Returning to the Global Mercantile [15], in the wake of considering the current situation on the law as it stood, the Court proceeded to convey an assessment despite what is generally expected. The Court held that the non-instalment of stamp obligation on the meaningful business agreement would not deliver the assertion arrangement contained in it as unenforceable or invalid. The Court proceeded to reason by embracing an amicable development between the compulsory arrangements of the applicable Stamp Act and its obligation to implement intervention arrangements. The Court depended broadly on the teaching of detachability, filling in the deficiency of Court’s proportion in Garware [16]. The Court likewise noticed that the non-instalment or insufficiency under the Stamp Act was a reparable imperfection and consequently there was no compelling reason to remain assertion until stamp obligation is paid. Appropriately, the Court overruled the situation in SMS Tea [17] on this issue. The Court likewise communicated contradict with the discoveries in Garware [18]. The Court noticed that the situation in Garware [19] was as of late avowed by the judgment of a facilitate Bench in Vidya Drolia v. Durga Trading Corpn.[20] The Court taking note of that it could not stand firm on the footing set down in Garware [21] according to incuriam alluded this inquiry to be dictated by a Constitutional Bench of 5 Judges. Likewise, the Court in Global Mercantile [22] set down clear and basic rules regarding the strategy where the unstamped instrument is to be managed at the hour of arrangement of Arbitrator. Strangely, the Court recognized the reason for Section 11 from Section 9 and set out that if there should arise an occurrence of an application documented under Section 9 of the Act petitioning God for earnest substitute reliefs, the Court would initially need to allow temporary help to protect the topic of the intervention and afterwards appropriate the instrument for an instalment of imperative stamp obligation.

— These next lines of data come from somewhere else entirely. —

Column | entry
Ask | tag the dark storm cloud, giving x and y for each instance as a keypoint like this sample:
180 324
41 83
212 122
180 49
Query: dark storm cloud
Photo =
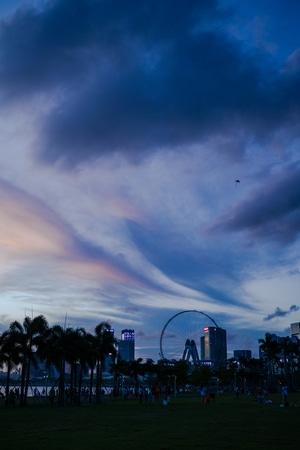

Continuing forward to the second issue of whether the charge of the deceitful summons of the bank ensure was arbitrable, the Court depended upon different decisions of its own and expressed that the previous thoughts which courts held onto to hold misrepresentation as non-arbitrable were completely old and outdated. The Court disposed of these misgivings that were regularly predicated on evaluation of voluminous proof, absence of aptitude of mediators, deficiencies of arbitral system and the misconstrued ideas of homegrown public strategy and in this manner held misrepresentation as arbitrable.

CONCLUSION: –

Apparently, Global Mercantile advances the favourable to assertion approach in India. The court has limited its ward to only analysing the presence of the intervention understanding under Section 11(6A) of the ASA. It has likewise kept gatherings from bringing up specialized criticisms on the grounds of unstamped archives.

Further, the court has built up the capability of the arbitral council to decide issues as for the voidable and void nature of the agreements just as instances of extortion. As for the arbitrability of misrepresentation, the court has likewise discarded the test dependent on the volume of proof. This further lifts the self-rule of the referees and sets up them as skilled as other legal officials in dealing with complex debates.